9月7日会見時、当事者の意思と無関係に性的志向を語ろうとするアウティングを行ったり、性的被害の内容を詳細に語ろうとするような、セカンドレイプ、二次被害を発生させかねない危うい質問を行う記者がいた。
ジャニーズ事務所は再度、同じような事が起こらないような対策を会見運営企業に求め、出て来たものが「指名NGリスト」と言う事だ。

状況として、この部分に何らの対策も施さず、実際に9月7日と同じ事が10月2日会見で行われた場合、それはそれで「何故、適切な対処を取らなかったのか?」との観点から非難を浴びてもおかしくない。
リスクマネジメントの観点から、ジャニーズ事務所がこのような要望を行ったのは、客観的に見ても妥当性があるのだ。

ジャニーズ事務所の対応も二転三転しており、高まる不信感に拍車をかけている。しかし、当初から事務所が一貫しているのは「事務所関係者はリスト制作に関与していない」という姿勢だ。だが、その証言にも疑惑が持ち上がっている。運営に関わっていたスタッフは「リストはジャニーズ事務所の要望に基づいて作成された」と断言する。

当該記事より引用

※太字は当該記事由来。

上述した内容を踏まえれば、この記事の内容と齟齬が無い事が分かる。
ジャニーズ事務所は、質問の場で危うい発言を行いかねない記者への対策について、運営企業に要望を出した。
しかし、「記者に質問をさせたくない」とは言ってないのだ。
そして、運営企業側が「指名NGリスト」を提出した際、井ノ原氏が
 「絶対当てないとダメですよ」
と語った事から、
 「こういう事をして欲しいと言った訳じゃない」
とのジャニーズ事務所側の意思表示は明確になされている。

記事では、
 「事務所関係者はリスト制作に関与していない」
とのジャニーズ側の主張と、
 「リストはジャニーズ事務所の要望に基づいて作成された」
との運営スタッフによる告発が、あたかも完全に食い違っているかのように見せている。
だが、運営側がジャニーズ側要望の真意を取り間違えた事により、運営側がNGリストを作ってしまった、との経緯によって、何らの齟齬も発生していないのだ。
部分的に情報をつぎはぎした事によって、まるで
 「どちらかが嘘を言っている」
との印象へと誘導し、運営側の内部告発者の存在によって
 「当然、嘘を言っているのはジャニーズ事務所だ」
と錯覚するよう、記事を構成しているのだ。

 「如何にも週刊誌らしいなぁ」
との感想しか出て来ない。
だが、事実関係を精緻に追ってない人がこの記事をそのまま読めば、
 「ジャニーズ事務所は、まだこんな姑息な手を打っているのか」
と憤るだろう。
「スキャンダラスであればあるほど望ましい」との結論に向かって書かれる週刊誌記事などこんなものだ。
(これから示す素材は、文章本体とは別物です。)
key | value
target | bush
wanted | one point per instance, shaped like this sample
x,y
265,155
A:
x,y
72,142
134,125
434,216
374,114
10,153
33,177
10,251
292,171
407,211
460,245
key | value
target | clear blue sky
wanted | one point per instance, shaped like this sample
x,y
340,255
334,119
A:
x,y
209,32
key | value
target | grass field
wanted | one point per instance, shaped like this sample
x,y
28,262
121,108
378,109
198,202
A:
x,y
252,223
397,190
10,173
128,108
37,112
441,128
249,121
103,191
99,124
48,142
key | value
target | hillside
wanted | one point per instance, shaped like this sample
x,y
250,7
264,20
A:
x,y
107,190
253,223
ジャニーズ側の指示に端を発するとされる「指名候補記者・指名NG記者リスト」。これに基づき、当日は“可能な限りダメージの少ない質疑応答”となるように、綿密な計画が組まれていたという。

上掲当該記事より引用

ここも、あたかも卑怯な裏工作がなされたかのような書き振りだが、ジャニーズ事務所、松本アナウンサーの主張となんらの齟齬も生じていない。
 「可能な限りダメージの少ない質疑応答となるよう」
と記述があるが、そのダメージの行き先が
 「ジャニーズ事務所」
なのか、
 「性加害問題の被害者」
にあるかで、全く話が変わって来る。
この記事では、意図的な言葉の省略によって、「自己保身に走るジャニーズ事務所」を印象付けようとしているのだ。

会見場に藤島ジュリー景子氏がいたかどうか

ジャニーズ事務所側の公式声明として、ここは明確に否定している。
そして、第三者的にはそれを疑う理由も無い。

FRIDAYの記事では、
 「依然として無責任なジャニーズ事務所」
の構図で記事が書きたくて、事実確認も疎かに断定的な
 「実はジュリー氏が会見場にいた!」
との内容を入れ込んだものだろう。

このような話題で、何処に真実らしさを見出すのか?について、解説する。

もし、現場に実際にはジュリー氏がいたとした場合、ジャニーズ事務所はこの事を報道された際に安易に「そのような事実は無い」と言い切るのは非常にリスクのある行為となる。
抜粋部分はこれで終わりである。